Schließlich strebt man ja die Anerkennung als Körperschaft des öffentlichen Rechts
an.«
»Die Geschichte geht noch weiter«, sagte Arnold Lemberg. »Einige Tage später hat
der beschuldigte Älteste die Tat plötzlich zugegeben. Für mich stand zweifelsfrei fest,
dass er nun ausgeschlossen und angezeigt werden würde. Weit gefehlt. Dem Rat der Altesten
genügte es, dass er die Tat bereute. Er wurde nicht einmal seines Amtes enthoben.«
»Raucher schmeißen sie raus, aber Triebtäter dürfen bleiben.«
»Das Mädchen ist darüber fast verrückt geworden und hat versucht, sich mit Tabletten
das Leben zu nehmen. Ihre Mutter hat sie gerade noch rechtzeitig gefunden und ins
Krankenhaus geschafft. Als ich das erfahren habe, ist mir der Kragen geplatzt, und ich hab
den Kreisaufseher eingeschaltet. Der erklärte sich für nicht zuständig, meinte aber
mich ermahnen zu müssen, keine unüberlegten Schritte zu tun, die dem Ansehen der
Gemeinschaft schaden würden.
Also habe ich nach Selters geschrieben und verlangt, dass der Täter ausgeschlossen und
angezeigt wird. Die Antwort war knapp und eindeutig: Der Bruder habe sich einzig vor Gott
zu verantworten. Außerdem habe er bereut, und damit sei die Sache erledigt.«
»Silent Lambs. Du hättest dich an Silent Lambs wenden müssen.«
»Was glaubst du, was ich getan habe?« Stolz verlieh Arnold Lembergs Zügen einen
gewissen Glanz, und Lemberg zollte ihm still Respekt. »Natürlich nach Abstimmung mit dem
Opfer und seiner Mutter. Gleichzeitig bin ich ausgetreten.«
»Es gab mal eine Zeit, da habe ich geglaubt, die Zeugen Jehovas seien
wenigstens moralischer als andere Religionsgemeinschaften«, sagte Lemberg. »Heute weiß
ich, dass nicht einmal das stimmt. Wobei ich das Gros der Mitläufer nicht für schlechter
halte als das Gros der Katholiken und Protestanten. Aber hier wie dort sind es die
Karrieristen, die wegen ihrer selbstsüchtigen Ziele die Moral versauen.

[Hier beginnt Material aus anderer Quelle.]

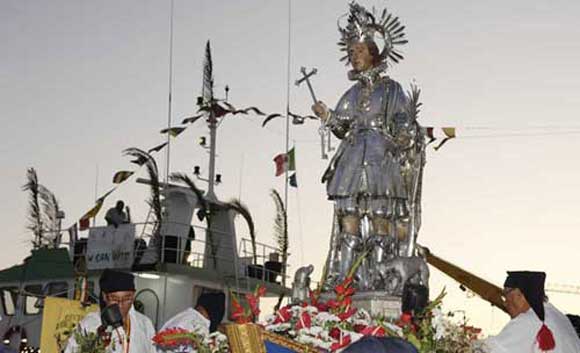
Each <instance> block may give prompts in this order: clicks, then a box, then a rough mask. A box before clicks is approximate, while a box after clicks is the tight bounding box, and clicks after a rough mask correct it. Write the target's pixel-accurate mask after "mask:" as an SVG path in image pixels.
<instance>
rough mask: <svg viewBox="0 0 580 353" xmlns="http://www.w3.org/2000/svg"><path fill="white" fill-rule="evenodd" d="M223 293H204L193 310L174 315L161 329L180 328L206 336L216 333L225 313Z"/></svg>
mask: <svg viewBox="0 0 580 353" xmlns="http://www.w3.org/2000/svg"><path fill="white" fill-rule="evenodd" d="M225 300H226V296H225V295H224V293H204V294H202V295H200V297H199V298H198V299H197V304H196V305H195V308H187V309H185V310H184V311H182V312H180V313H179V314H177V315H175V316H174V317H172V318H171V319H169V320H167V322H166V323H165V324H164V325H163V327H162V328H161V331H163V330H166V329H168V328H177V327H179V328H182V329H185V330H188V331H194V332H197V333H199V334H201V335H204V336H207V335H209V334H210V333H213V332H215V331H217V328H218V326H219V324H220V323H221V322H222V319H223V317H224V313H225Z"/></svg>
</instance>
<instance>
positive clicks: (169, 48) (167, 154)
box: [164, 0, 174, 185]
mask: <svg viewBox="0 0 580 353" xmlns="http://www.w3.org/2000/svg"><path fill="white" fill-rule="evenodd" d="M173 5H174V0H171V13H170V20H169V95H168V108H167V128H168V129H170V128H171V108H172V107H171V106H172V99H173V98H172V93H173V92H172V91H173ZM170 147H171V135H170V134H169V133H168V134H167V149H166V151H167V154H166V155H165V183H164V184H165V185H167V183H168V182H169V158H170Z"/></svg>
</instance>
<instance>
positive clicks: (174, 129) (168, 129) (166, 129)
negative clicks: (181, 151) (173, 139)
mask: <svg viewBox="0 0 580 353" xmlns="http://www.w3.org/2000/svg"><path fill="white" fill-rule="evenodd" d="M184 130H185V128H184V127H170V128H167V129H163V130H161V131H160V133H162V134H169V136H171V137H177V136H178V135H179V134H181V133H182V132H183V131H184Z"/></svg>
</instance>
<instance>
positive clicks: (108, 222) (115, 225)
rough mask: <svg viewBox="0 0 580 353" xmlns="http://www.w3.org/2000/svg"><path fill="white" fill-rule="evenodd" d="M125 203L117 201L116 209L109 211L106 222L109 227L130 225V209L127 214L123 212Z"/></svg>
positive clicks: (107, 215)
mask: <svg viewBox="0 0 580 353" xmlns="http://www.w3.org/2000/svg"><path fill="white" fill-rule="evenodd" d="M124 207H125V203H124V202H123V201H121V200H119V201H117V204H116V205H115V207H111V208H110V209H109V210H107V214H106V215H105V221H107V225H108V226H114V227H115V228H117V227H118V226H119V225H120V224H124V223H129V222H130V221H129V216H128V213H129V207H127V213H125V212H124V211H123V208H124Z"/></svg>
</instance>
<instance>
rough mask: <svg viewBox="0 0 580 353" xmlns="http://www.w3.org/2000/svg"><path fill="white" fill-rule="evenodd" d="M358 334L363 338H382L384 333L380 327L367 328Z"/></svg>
mask: <svg viewBox="0 0 580 353" xmlns="http://www.w3.org/2000/svg"><path fill="white" fill-rule="evenodd" d="M359 333H360V334H362V335H364V336H377V337H384V336H385V333H386V331H385V329H384V328H383V327H381V326H367V327H366V328H365V329H364V330H362V331H360V332H359Z"/></svg>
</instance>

Was ist aus dem Täter geworden?«
»Er hat sich das Leben genommen, bevor ihm der Prozess gemacht werden konnte.«
»Hast du deswegen Gewissensbisse?«
»Nein. Nicht eine Sekunde.«
»Wie geht es dem Mädchen und ihrer Mutter?«
»Sie sind weggezogen und wohnen jetzt in Süddeutschland.«
»Kennt dich überhaupt noch jemand?«
»Von den Zeugen niemand mehr. Sie gehen mir aus dem Weg, wechseln die Straßenseite,
drehen abrupt um, als sei ihnen eingefallen, dass sie vergessen haben, den Herd
auszuschalten. Mir ist das gleichgültig. Ich besuche jetzt den Stammtisch in der
Dorfschänke.
Das ist wahrlich nicht dasselbe, aber so komme ich wenigstens hin und wieder unter Leute.